= Brad Trout =

Brad Trout or A. Bradley Trout Jr was born and raised in Miami, Florida. He attended Hialeah Miami-Lakes High School where he played safety, served as a captain of the Trojans football team, and was selected for the All State Team. In 1993, he received a scholarship go Valdosta State University.
His senior year, he was a captain, was awarded Blazers' Defensive Player of the Year and made the All-Gulf South Conference Team.

In 1998, he signed as a free agent with the Atlanta Falcons as a free safety. He went on to play for the Denver Broncos for two years where they allocated him to NFL Europe's Barcelona Dragons. While playing for the Dragons, he was awarded Defensive Player of the Week, made the All-NFL Europe Team and led the Dragons in tackles and interceptions. In 2000, Brad was drafted by the XFL's New York/New Jersey Hitmen where he was chosen as a defensive captain and made the all-XFL team (#36). After the XFL he was signed by the NFL's Kansas City Chiefs where he retired early due to injury. On March 24, 2002, Trout was waived by the Carolina Cobras.

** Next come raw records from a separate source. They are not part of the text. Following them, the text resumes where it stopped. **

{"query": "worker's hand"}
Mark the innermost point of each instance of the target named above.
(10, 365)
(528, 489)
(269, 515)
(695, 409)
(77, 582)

Trout then became a physical education teacher for the lower, upper, and middle schools at The Walker School in Marietta, Georgia. He was also the defensive coordinator for Walker's high school football team. Trout was also the high school head golf coach. He left The Walker School in 2008. He has coached at South Cobb High School in Austell, Georgia, since 2009.